# Need Help



## Standuprookie (Feb 5, 2007)

I *may* be adopting a pigeon for the shelter near me, I read the sticky but still have some questions, so here they are.

1) How hard they they to care for (Compared to, Budgies, tiels, parrot, ect)

2) Feeding, I know a feed store that sells dove food is this good? Are there any good sites to order from?

3) Cages, would a parrot/tiel cage work?

I know I will have many more questions later, but this is it for now.


----------



## Pidgey (May 20, 2005)

Pigeons are one of the toughest birds out there. They are relatively easy to care for--you just give 'em the right food, grit and clean water and they're pretty hardy. Their personalities differ and that can be fun. I'll link a "pigeon in the house" story to give you an idea:

http://www.urbanwildlifesociety.org/pigeons/BerniePijStory.html

Dove mix is good.

Pidgey


----------



## jacobsshygrl (May 3, 2006)

I have button quail and I know my pigeons are WAYYYY easier to care for than the quail. Pigeons are a lot like having a small dog with wings. lol. You have to make sure you give them enough room to fly. I use a small/medium dog cage for each of my pigies to sleep in but they get full run of a room all day, and sometimes the whole house. I think you'd really enjoy getting a pigeon, update us and let us know how it goes, they're such great little creatures.


----------



## Standuprookie (Feb 5, 2007)

Thanks every but one after some more research I dont think I can give them the best care, that they desevre.
But info never hurts incase I come a cross on in the future when I can provide for them.


----------



## Skyeking (Jan 17, 2003)

Standuprookie said:


> Thanks every but one after some more research I dont think I can give them the best care, that they desevre.
> But info never hurts incase I come a cross on in the future when I can provide for them.
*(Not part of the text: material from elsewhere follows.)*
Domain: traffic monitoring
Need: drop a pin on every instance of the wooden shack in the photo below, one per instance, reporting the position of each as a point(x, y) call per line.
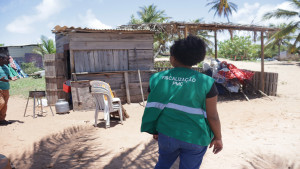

I'm sorry you feel you can't properly take care of one, as there are many handicapped pigeons that make lovely pets, and really don't need that much room, cause some can't fly due to injury. I have one that walks everywhere and has become quite a pet.

There basic needs are easy to meet, with just a few simple rules.


----------



## Standuprookie (Feb 5, 2007)

I wouldn't be able to let him out as often I as I think I should, somedays he would be cooped up in the cage all day. (This one can still fly, the rescue thinks he was a pet that caught in a storm)


----------



## Lovebirds (Sep 6, 2002)

Standuprookie said:


> I wouldn't be able to let him out as often I as I think I should, somedays he would be cooped up in the cage all day. (This one can still fly, the rescue thinks he was a pet that caught in a storm)


It is a shame that you can't rescue this bird, BUT, I admire the fact that you realize that your situation might not be best for the bird. So many people get a "pet" of whatever kind on a whim, and THEN realize they shouldn't have. Can you tell us where this bird is? Maybe there's a member somewhere near by that might be interested in it. Do you know anything about the bird? Does it have a band on it's leg? Maybe the owner can be found and the shelter doesn't realize that or doesn't know where to go for help. Just a thought.


----------



## Standuprookie (Feb 5, 2007)

Thats a great idea here is the link, He is in Carrollton, TX (near Dallas) and he is beautiful.
Since I will not be getting a pigeon I may not be posting here, but I will come back if I ever get one in the future, Thanks everbody for your help.


----------



## Lovebirds (Sep 6, 2002)

Thanks for the link. Don't know what member we might have in that area, but you never know. I can't see a band on the bird, so finding the owner is out of the question I'm pretty sure. You're welcome to stay, but if not, do come back if or when you get a pigeon.


----------



## TAWhatley (Mar 6, 2001)

Pretty little pigeon and definitely not a "Homer" as the name implies. I hope s/he can find a good home. Being on Petfinders is a big plus in that regard .. 

Terry


----------